Il y a autant de façons d’être juif que de Juifs. D’une synagogue à l’autre, entre bienveillance et observance, les tribulations d’un Juif égaré, nostalgique d’une tradition qui le dépasse.


Quand j’étais petit, on disait le « temple », même mon copain Ari qui s’y rendait beaucoup plus souvent que moi. Aujourd’hui, j’entends dire la « syna ». Je n’y arrive pas, je n’y vais pas assez souvent pour être aussi familier, je dis la « synagogue ». Et il y a peu de chances pour que je me mette à l’appeler par son petit nom parce que j’y vais de moins en moins. On y allait déjà très peu, quand j’étais jeune, on accompagnait ma grand-mère une fois par an pour l’etzger de mon grand-père, l’anniversaire de sa mort, dans une synagogue classique, normale pour des juifs normaux, ni orthodoxes ni libéraux, avec les femmes en haut, les hommes en bas et les enfants qui se courent après dans les allées.

Ségrégation consentie

Adolescent, je me promettais chaque fois d’aller m’asseoir en haut avec les femmes, par solidarité et pour ne pas cautionner cet archaïque apartheid des sexes, mais je me dégonflais à chaque fois, le sens du ridicule m’empêchant toujours à la dernière minute de faire ma Rosa Parks. Ici la ségrégation était largement consentie, et les femmes semblaient préférer l’entre-soi et ses bavardages aux lectures et aux prières masculines. Régulièrement, le rabbin regardait le balcon et haussait le ton pour réclamer, non pas le silence, mais un peu moins de bruit avant de reprendre son office en récitant de l’hébreu à cent à l’heure et en se balançant façon autiste. Moi je suivais le mouvement, et sans rien comprendre, me levais et m’asseyais comme les autres et avec les autres. Parfois, je regardais le plafond, un peu intimidé et un peu ému par le vitrail en étoile de David d’où cinquante et bientôt soixante siècles d’Histoire nous contemplent.

Une nouvelle solennité

Je suis retourné récemment dans la même synagogue, elle n’avait pas changé, mais je n’ai rien retrouvé de ce que j’avais connu. Je suis entré avec une kippa de papier ramassée dans une boîte et au lieu des fidèles distraits et bavards de mon enfance, des cancans féminins et des gosses qui jouaient à chat, j’ai trouvé une assemblée de juifs recueillis qui ont levé sur moi des regards intrigués et assez peu accueillants. J’ai pris place sur la pointe des pieds et comme je ne faisais pas semblant, un type m’a tendu un livre de prières en me disant « ça fait plus sérieux », mais je n’ai pas senti cette pointe d’humour juif qui fait toute la connivence, le sourire et la communion. Cette fois-ci, j’étais un intrus qui se faisait remarquer, la communion se faisait sans moi. Où étaient passés ces juifs indifférents et un peu dissipés qui attendaient la fin du shabbat pour parler famille et affaires devant les jus de fruits et les petits gâteaux ? Le judaïsme débonnaire de ma grand-mère n’habitait plus les lieux, remplacé par une pratique sérieuse, grave, solennelle, austère et inspirée. Encore un peu et je me serais cru dans une église. « Mais d’où sortent ces juifs qui ont l’air de croire en Dieu ? » me dis-je en sortant, avec le sentiment que je ne reviendrais pas.

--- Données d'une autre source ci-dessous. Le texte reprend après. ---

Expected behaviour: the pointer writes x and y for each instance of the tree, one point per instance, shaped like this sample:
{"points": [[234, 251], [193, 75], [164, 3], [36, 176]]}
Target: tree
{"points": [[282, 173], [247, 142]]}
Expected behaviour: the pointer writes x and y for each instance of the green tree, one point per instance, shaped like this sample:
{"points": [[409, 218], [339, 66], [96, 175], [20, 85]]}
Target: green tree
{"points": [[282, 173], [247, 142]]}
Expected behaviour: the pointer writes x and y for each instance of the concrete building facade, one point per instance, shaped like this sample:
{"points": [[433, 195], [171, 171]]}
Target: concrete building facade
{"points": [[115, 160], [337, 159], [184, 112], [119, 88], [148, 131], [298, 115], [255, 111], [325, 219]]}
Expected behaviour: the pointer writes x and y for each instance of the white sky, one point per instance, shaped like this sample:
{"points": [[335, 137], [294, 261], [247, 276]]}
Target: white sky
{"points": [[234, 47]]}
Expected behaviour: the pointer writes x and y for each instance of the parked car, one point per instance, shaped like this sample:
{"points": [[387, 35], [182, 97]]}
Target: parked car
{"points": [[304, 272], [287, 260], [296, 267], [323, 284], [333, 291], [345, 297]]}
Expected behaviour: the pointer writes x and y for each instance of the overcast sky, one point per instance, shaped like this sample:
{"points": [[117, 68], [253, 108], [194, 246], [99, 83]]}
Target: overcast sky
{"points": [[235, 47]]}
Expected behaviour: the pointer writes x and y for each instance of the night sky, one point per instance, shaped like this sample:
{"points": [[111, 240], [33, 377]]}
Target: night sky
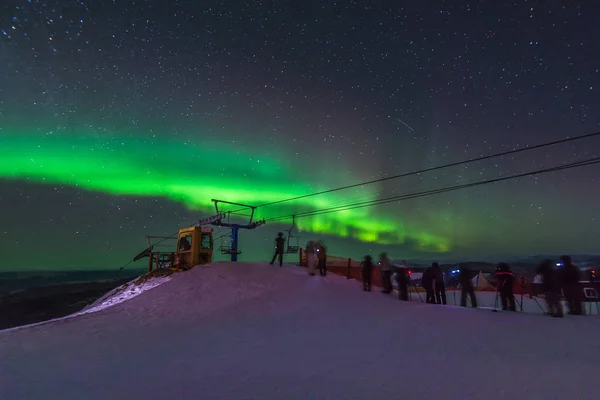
{"points": [[122, 119]]}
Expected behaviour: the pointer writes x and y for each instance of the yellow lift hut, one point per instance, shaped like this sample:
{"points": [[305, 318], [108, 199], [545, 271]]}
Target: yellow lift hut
{"points": [[193, 246]]}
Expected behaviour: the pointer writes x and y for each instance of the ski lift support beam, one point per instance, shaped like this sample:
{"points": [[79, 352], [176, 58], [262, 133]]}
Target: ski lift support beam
{"points": [[235, 227]]}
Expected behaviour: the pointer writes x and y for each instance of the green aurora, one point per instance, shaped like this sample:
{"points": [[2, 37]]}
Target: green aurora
{"points": [[192, 173]]}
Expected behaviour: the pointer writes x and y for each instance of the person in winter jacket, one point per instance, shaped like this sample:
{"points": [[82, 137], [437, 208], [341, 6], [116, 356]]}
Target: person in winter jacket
{"points": [[466, 287], [550, 287], [427, 281], [311, 257], [506, 281], [569, 278], [279, 243], [322, 258], [438, 284], [386, 273], [367, 273], [403, 279]]}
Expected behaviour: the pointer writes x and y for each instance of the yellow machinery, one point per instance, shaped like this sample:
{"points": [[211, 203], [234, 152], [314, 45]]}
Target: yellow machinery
{"points": [[194, 246]]}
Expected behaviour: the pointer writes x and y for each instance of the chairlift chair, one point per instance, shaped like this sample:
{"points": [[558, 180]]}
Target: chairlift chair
{"points": [[225, 247], [292, 248]]}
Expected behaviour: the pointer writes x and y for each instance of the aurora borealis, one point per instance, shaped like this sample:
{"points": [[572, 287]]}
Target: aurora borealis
{"points": [[119, 121]]}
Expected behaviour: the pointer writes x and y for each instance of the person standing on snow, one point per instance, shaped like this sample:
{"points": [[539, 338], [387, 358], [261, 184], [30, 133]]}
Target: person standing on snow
{"points": [[322, 257], [569, 276], [466, 287], [427, 281], [367, 273], [402, 278], [311, 257], [386, 273], [279, 244], [438, 284], [506, 281], [550, 288]]}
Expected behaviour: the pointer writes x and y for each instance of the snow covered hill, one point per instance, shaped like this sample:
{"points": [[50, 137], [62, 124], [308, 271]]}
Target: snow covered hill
{"points": [[253, 331]]}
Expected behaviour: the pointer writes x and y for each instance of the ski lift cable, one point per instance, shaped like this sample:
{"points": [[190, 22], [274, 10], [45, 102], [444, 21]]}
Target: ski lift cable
{"points": [[454, 164], [578, 164], [515, 151]]}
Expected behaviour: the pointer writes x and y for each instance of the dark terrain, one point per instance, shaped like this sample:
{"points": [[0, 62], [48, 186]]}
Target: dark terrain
{"points": [[46, 296]]}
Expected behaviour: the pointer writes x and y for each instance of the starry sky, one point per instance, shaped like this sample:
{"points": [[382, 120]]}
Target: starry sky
{"points": [[121, 119]]}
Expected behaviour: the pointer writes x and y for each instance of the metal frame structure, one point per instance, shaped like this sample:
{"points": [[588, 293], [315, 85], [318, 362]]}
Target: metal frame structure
{"points": [[292, 249], [234, 251]]}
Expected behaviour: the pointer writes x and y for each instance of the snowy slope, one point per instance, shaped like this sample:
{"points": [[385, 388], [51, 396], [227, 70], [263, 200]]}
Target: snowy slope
{"points": [[252, 331]]}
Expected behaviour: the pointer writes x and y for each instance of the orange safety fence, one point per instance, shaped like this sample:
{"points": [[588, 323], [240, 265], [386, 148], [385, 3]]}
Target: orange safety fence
{"points": [[351, 269]]}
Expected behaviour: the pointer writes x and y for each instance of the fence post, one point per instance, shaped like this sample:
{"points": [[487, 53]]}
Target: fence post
{"points": [[348, 275]]}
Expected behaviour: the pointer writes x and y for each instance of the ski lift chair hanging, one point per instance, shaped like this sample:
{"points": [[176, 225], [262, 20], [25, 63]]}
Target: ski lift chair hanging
{"points": [[292, 247], [226, 248]]}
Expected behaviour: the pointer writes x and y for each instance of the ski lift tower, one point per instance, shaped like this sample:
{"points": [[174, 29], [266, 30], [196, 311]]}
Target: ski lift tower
{"points": [[236, 227]]}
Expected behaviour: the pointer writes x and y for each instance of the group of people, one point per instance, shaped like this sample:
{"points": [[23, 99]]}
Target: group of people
{"points": [[432, 281], [565, 279], [554, 281], [316, 254]]}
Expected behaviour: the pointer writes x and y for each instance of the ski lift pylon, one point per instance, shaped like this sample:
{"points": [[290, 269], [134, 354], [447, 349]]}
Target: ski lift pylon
{"points": [[292, 248]]}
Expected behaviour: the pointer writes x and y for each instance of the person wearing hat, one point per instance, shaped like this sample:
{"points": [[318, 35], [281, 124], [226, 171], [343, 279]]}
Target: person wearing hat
{"points": [[386, 273], [506, 281], [279, 244], [569, 277], [367, 273], [439, 286]]}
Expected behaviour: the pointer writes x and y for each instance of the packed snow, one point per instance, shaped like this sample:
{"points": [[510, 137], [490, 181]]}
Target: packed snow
{"points": [[254, 331], [116, 296], [121, 294]]}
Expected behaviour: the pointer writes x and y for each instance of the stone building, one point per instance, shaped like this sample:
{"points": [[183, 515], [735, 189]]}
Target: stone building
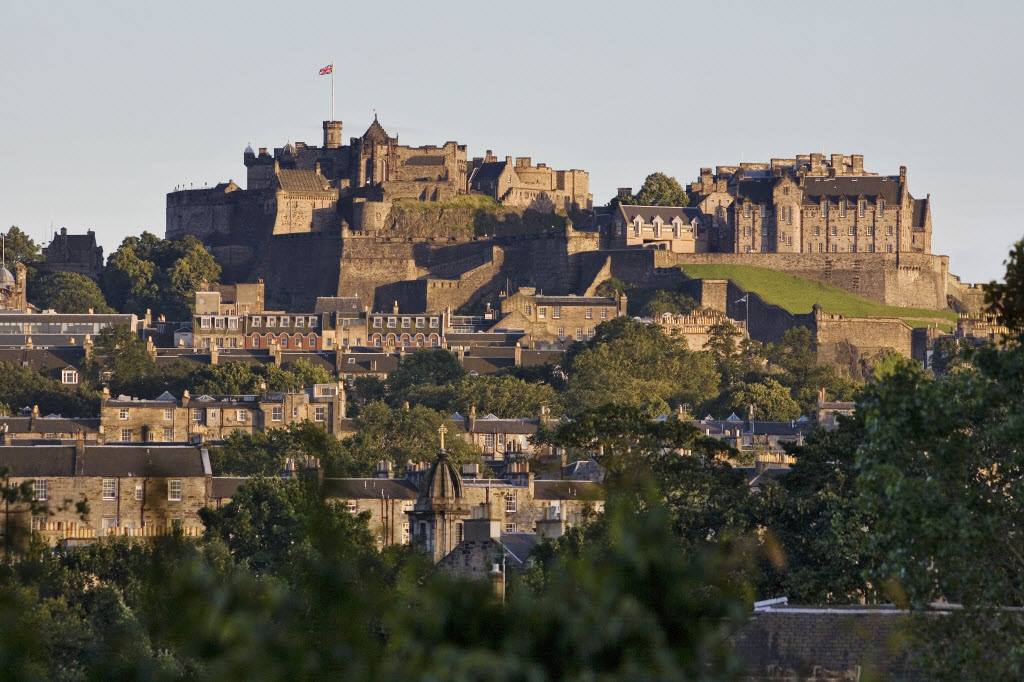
{"points": [[522, 184], [130, 489], [556, 321], [674, 228], [73, 253], [301, 188], [13, 287], [810, 204], [166, 419]]}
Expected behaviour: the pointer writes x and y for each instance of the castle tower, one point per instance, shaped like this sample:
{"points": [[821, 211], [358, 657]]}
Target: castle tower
{"points": [[332, 134]]}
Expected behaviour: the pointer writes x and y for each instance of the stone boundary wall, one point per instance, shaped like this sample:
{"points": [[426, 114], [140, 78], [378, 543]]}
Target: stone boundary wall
{"points": [[910, 280]]}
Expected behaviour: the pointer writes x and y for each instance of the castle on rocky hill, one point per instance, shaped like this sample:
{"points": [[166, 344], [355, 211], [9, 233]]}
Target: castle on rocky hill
{"points": [[426, 228]]}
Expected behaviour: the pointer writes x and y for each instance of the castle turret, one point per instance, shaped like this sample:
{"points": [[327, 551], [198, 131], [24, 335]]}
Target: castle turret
{"points": [[332, 134]]}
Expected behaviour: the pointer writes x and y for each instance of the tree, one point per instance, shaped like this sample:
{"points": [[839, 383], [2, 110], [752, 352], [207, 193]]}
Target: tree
{"points": [[662, 189], [67, 292], [1006, 299], [19, 248], [147, 272], [505, 396], [630, 363], [426, 377], [770, 399]]}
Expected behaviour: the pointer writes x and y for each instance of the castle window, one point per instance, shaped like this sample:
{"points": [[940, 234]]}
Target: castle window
{"points": [[41, 489]]}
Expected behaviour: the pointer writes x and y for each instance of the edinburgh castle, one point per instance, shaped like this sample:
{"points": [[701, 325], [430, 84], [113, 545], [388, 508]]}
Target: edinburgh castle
{"points": [[431, 228]]}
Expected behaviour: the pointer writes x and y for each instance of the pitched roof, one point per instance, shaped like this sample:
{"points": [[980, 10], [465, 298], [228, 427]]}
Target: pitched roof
{"points": [[53, 461], [567, 489], [648, 213], [341, 304], [302, 181], [370, 488], [871, 186]]}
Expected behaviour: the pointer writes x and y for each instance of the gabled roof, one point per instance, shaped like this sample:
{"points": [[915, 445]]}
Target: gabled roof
{"points": [[667, 213], [302, 180]]}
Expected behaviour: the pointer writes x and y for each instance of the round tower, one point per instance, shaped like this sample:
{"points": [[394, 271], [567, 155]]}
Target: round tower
{"points": [[332, 134]]}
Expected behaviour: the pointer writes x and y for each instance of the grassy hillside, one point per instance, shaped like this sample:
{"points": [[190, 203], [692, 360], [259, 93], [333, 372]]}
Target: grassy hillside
{"points": [[799, 295]]}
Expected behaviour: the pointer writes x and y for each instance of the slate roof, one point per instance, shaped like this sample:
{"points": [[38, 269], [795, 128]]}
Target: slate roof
{"points": [[302, 181], [851, 186], [346, 305], [648, 213], [54, 461], [49, 425], [567, 489], [370, 488], [486, 174]]}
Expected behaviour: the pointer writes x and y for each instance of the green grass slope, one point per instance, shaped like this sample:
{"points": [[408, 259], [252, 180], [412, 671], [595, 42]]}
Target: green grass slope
{"points": [[798, 295]]}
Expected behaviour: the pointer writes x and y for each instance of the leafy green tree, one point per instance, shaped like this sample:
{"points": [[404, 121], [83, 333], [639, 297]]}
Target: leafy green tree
{"points": [[147, 272], [505, 396], [669, 301], [770, 399], [19, 247], [630, 363], [1006, 299], [662, 189], [612, 288], [426, 377], [67, 292], [400, 436]]}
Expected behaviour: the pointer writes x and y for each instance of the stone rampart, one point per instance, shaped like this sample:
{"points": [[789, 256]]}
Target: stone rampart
{"points": [[909, 280]]}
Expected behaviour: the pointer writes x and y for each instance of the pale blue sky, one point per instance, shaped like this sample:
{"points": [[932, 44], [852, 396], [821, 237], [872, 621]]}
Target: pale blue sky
{"points": [[104, 109]]}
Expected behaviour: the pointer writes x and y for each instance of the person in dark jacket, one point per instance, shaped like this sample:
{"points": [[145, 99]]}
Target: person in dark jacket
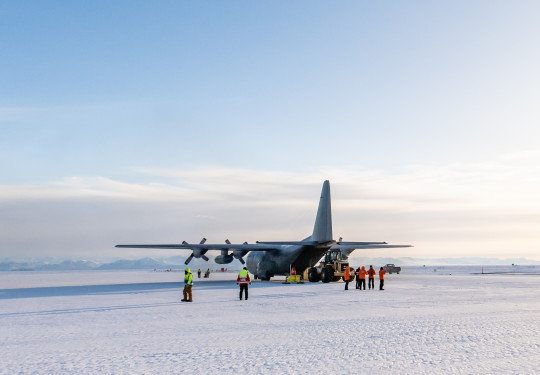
{"points": [[188, 284], [371, 278], [381, 278], [243, 280]]}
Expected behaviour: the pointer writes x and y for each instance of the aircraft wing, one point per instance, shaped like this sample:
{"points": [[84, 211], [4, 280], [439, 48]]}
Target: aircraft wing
{"points": [[245, 247]]}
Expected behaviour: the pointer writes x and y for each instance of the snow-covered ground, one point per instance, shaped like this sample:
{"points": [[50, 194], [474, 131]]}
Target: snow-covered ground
{"points": [[428, 320]]}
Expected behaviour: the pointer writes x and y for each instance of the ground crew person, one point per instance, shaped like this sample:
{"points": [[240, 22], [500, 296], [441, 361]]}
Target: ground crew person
{"points": [[347, 277], [188, 284], [371, 278], [243, 280], [381, 278], [361, 278]]}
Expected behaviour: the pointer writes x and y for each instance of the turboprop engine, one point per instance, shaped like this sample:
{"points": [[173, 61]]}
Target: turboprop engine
{"points": [[239, 254]]}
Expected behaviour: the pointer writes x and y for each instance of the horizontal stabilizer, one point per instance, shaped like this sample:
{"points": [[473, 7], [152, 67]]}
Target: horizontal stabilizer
{"points": [[301, 243], [360, 243]]}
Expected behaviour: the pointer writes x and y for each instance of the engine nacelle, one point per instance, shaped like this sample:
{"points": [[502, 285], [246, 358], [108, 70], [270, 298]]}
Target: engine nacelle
{"points": [[239, 253], [224, 259]]}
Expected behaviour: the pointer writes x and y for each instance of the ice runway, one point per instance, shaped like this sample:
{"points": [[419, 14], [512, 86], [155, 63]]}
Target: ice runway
{"points": [[116, 322]]}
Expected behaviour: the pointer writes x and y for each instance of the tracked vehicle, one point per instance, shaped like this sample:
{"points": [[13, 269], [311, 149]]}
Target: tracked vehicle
{"points": [[331, 268]]}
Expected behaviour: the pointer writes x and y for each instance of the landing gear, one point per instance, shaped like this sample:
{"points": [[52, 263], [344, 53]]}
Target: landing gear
{"points": [[313, 275]]}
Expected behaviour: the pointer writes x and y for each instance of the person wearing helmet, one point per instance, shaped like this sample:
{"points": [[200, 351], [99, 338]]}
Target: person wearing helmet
{"points": [[188, 284], [243, 280]]}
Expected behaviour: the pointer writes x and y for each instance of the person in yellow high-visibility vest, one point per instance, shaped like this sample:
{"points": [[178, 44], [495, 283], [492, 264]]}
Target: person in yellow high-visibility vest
{"points": [[188, 284], [243, 280]]}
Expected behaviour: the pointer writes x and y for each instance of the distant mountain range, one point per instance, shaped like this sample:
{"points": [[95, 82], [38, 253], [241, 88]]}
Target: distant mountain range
{"points": [[177, 262]]}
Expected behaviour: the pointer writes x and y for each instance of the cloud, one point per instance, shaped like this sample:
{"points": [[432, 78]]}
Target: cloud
{"points": [[488, 209]]}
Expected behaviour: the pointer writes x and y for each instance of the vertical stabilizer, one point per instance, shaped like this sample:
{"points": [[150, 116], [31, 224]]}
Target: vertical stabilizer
{"points": [[322, 232]]}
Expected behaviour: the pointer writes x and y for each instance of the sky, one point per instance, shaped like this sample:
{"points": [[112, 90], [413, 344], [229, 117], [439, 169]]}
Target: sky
{"points": [[163, 121]]}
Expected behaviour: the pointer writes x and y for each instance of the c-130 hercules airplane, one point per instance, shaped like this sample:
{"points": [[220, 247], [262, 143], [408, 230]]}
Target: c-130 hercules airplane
{"points": [[267, 259]]}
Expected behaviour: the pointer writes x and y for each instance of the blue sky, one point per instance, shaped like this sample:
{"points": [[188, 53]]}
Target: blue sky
{"points": [[403, 102]]}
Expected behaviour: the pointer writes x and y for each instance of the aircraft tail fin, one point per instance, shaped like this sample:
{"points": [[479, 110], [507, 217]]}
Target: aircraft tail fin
{"points": [[322, 231]]}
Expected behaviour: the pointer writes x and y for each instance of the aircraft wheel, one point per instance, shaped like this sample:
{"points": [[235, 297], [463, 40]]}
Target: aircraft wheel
{"points": [[313, 275], [327, 275]]}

Je suis retourné à la synagogue depuis, enfin si on veut. Chaque année pour Kippour (le Grand Pardon) et pour des raisons belle-familiales, je suis le mouvement et je me retrouve avec les juifs libéraux qui louent un théâtre parisien pour l’occasion. Avec le MJLF, le judaïsme a adopté la mixité – les hommes ne sont plus séparés des femmes – et la parité – un homme et une femme célèbrent l’office. Cette année, en 5780, c’est un couple de rabbins qui anime la cérémonie. Dans le premier rôle féminin, Delphine Horvilleur. L’ambiance est très détendue, on se croirait au cinéma à Alger quand ma mère raconte ses souvenirs de jeunesse. On va, on vient, on dérange toute sa rangée pour aller chercher un retardataire à l’entrée, on s’évente, on s’échange un bébé contre une bouteille d’eau, on discute malgré les voisins qui font « chut », et comme un soir de jeûne, on fatigue, on s’ennuie et on s’assoupit. Je suis au spectacle, j’ouvre grand les yeux, étonné de voir tant de juifs en même temps, et qui se ressemblent si peu. Quand le rabbin chante, je les ferme, je tremble comme une feuille, je suis transporté.

Des vertus de l’obscurité

Mais quand Madame le Rabbin prend le micro pour nous donner des explications, je suis tenté de me boucher les oreilles. Je ne veux pas qu’on m’explique, qu’on décrypte, qu’on démystifie. Je préfère que le rite ancien garde son mystère, son austérité, son obscurité. Je n’ai pas demandé une traduction dans les mots de notre époque, une adaptation aux valeurs de notre temps. Je n’ai pas envie que soit rendue intelligible, mise au goût du jour et à la portée du juif moderne élevé dans le monde égalitaire des droits de l’homme et de l’individu, cette adoration, cette vénération, cette humiliation pour le Dieu unique, le maître, le seigneur, le roi, le Tout-Puissant. Je suis gêné quand on essaye de rendre ce mystère accessible aux enfants, quand on me sert un judaïsme pour le nul que je suis. J’aime autant quand tout ça reste de l’hébreu. Je préfère rester un juif qui non seulement ne croit pas mais qui ne comprend pas, qui s’ennuie et qui reste quand même, contre toute logique et contre toute raison.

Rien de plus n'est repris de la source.